Your query is slow because as written you are considering 9,610 rows and therefore performing 9,610 SELECT subqueries in your WHERE clause. You really should rewrite your query to JOIN the members and subscriptions tables first, to which your WHERE conditions could still apply.
EDIT: Try this.
SELECT COUNT(*)
FROM `members` `t`
JOIN subscriptions s ON (s.sub_auth_id = t.member_auth_id)
WHERE t.member_type NOT IN (1,2)
AND s.sub_status = 'Completed'
AND s.sub_pkg_id > 0
AND end_date < curdate()
ORDER BY s.id DESC LIMIT 1
Caveat: I'm not a MySQL expert, but pretty good in a different SQL flavour (VFP), but I believe you will save some time if:
You count just one field, let's say memberid, instead of *.
Your comparison NOT IN (1,2) is replaced with > 2 (provided that is valid).
The ORDER BY in your subselect is unnecessary, I think.
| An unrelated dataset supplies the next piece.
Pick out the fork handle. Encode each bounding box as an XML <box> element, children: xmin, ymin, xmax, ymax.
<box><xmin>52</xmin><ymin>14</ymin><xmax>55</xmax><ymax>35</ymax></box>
You're trying to get the last completed subscription?
The < curdate() should be inside your subselect's WHERE.
(SELECT end_date FROM subscriptions s
WHERE s.end_date < curdate() and s.sub_auth_id = t.member_auth_id AND
s.sub_status = 'Completed' AND s.sub_pkg_id > 0 ORDER BY s.id DESC LIMIT 1 )
Tune your subselect so as to trim down the set as quickly as possible. The first conditional should be the one least likely to occur.
I ended up doing it like this:
select count(*) from members t
JOIN subscriptions s ON s.sub_auth_id = t.member_auth_id
WHERE t.membership_type > 2 AND s.sub_status = 'Completed' AND s.sub_pkg_id > 0
AND s.sub_end_date < curdate( )
AND s.id = (SELECT MAX(ss.id) FROM subscriptions ss WHERE ss.sub_auth_id = t.member_auth_id)
I believe that the problem is due to a bug that won't be fixed until MySQL 6.